En résumé: on ne m’enlève pas quelque chose pour le donner à l’autre. On donne à l’autre personne davantage d’outils pour qu’elle puisse arriver au même résultat que les personnes ne rencontrant pas d’obstacles.
EDI : Une question d’équité, pas de favoritisme
L’objectif des initiatives EDI n’est pas de donner plus à certaines personnes aux dépens des autres, mais bien de corriger des déséquilibres historiques. Il ne s’agit pas de créer des inégalités inversées, mais d’offrir à chacun·e les mêmes chances de réussite.

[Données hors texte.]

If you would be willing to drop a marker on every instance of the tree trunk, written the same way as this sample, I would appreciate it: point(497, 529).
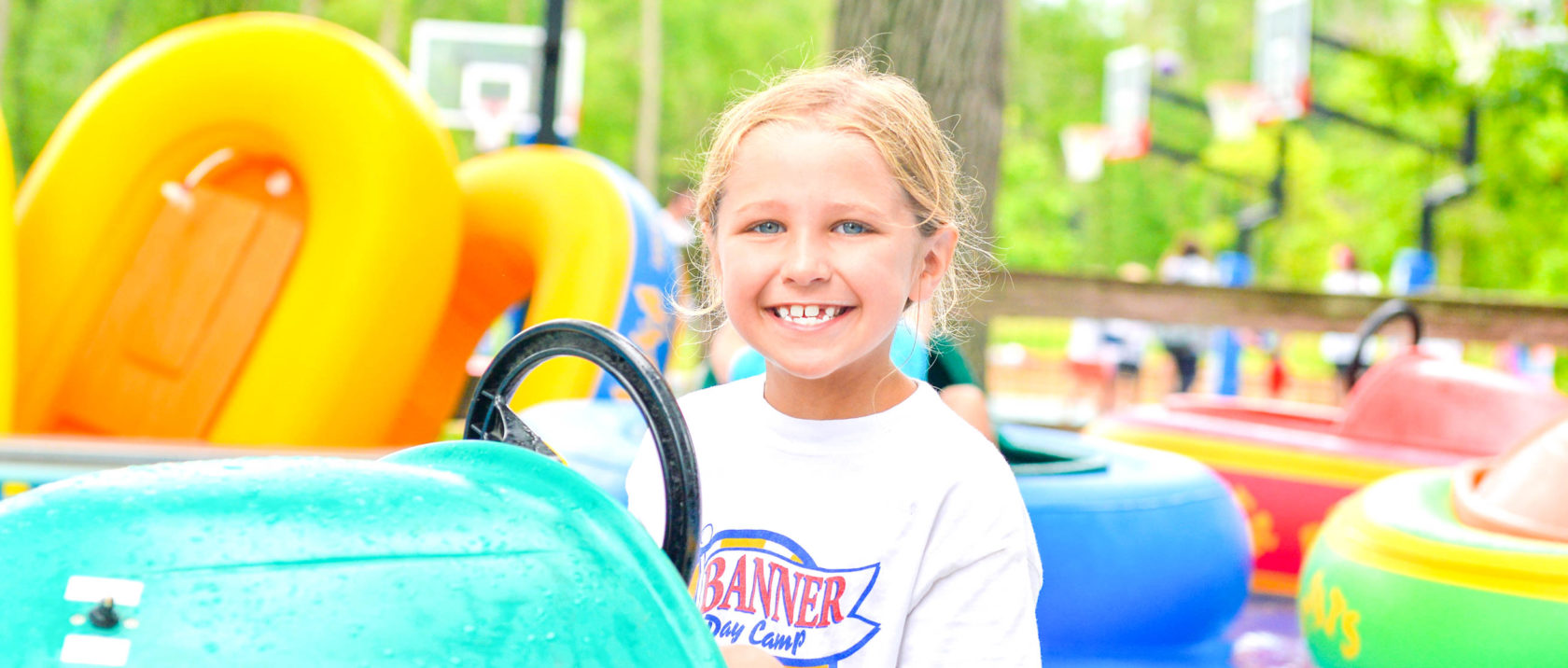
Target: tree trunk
point(955, 50)
point(648, 103)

Ce que certain·es ressentent comme une perte de privilège est en réalité un rééquilibrage du terrain de jeu, où chaque personne a la possibilité de s’épanouir pleinement dans son milieu de travail. L’EDI est une opportunité d’amélioration pour tout le monde.
Foire aux questions
Non. La discrimination implique un traitement injuste basé sur des caractéristiques protégées par la loi. Les initiatives EDI, elles, visent à corriger des inégalités déjà documentées et à offrir des conditions plus équitables, sans retirer de droits ou d’opportunités à d’autres personnes.
Parce que certaines mesures EDI viennent rééquilibrer des désavantages historiques. Ce qui est parfois perçu comme une injustice est en réalité une diminution d’avantages implicites dont certaines personnes bénéficiaient sans s’en rendre compte.
Les adaptations, comme le temps supplémentaire pour les personnes ayant des troubles d’apprentissage, permettent de compenser un obstacle spécifique afin d’atteindre un résultat équivalent. Il ne s’agit pas de favoritisme, mais d’équité, car ces mesures visent à offrir les mêmes chances de réussite à toutes et tous.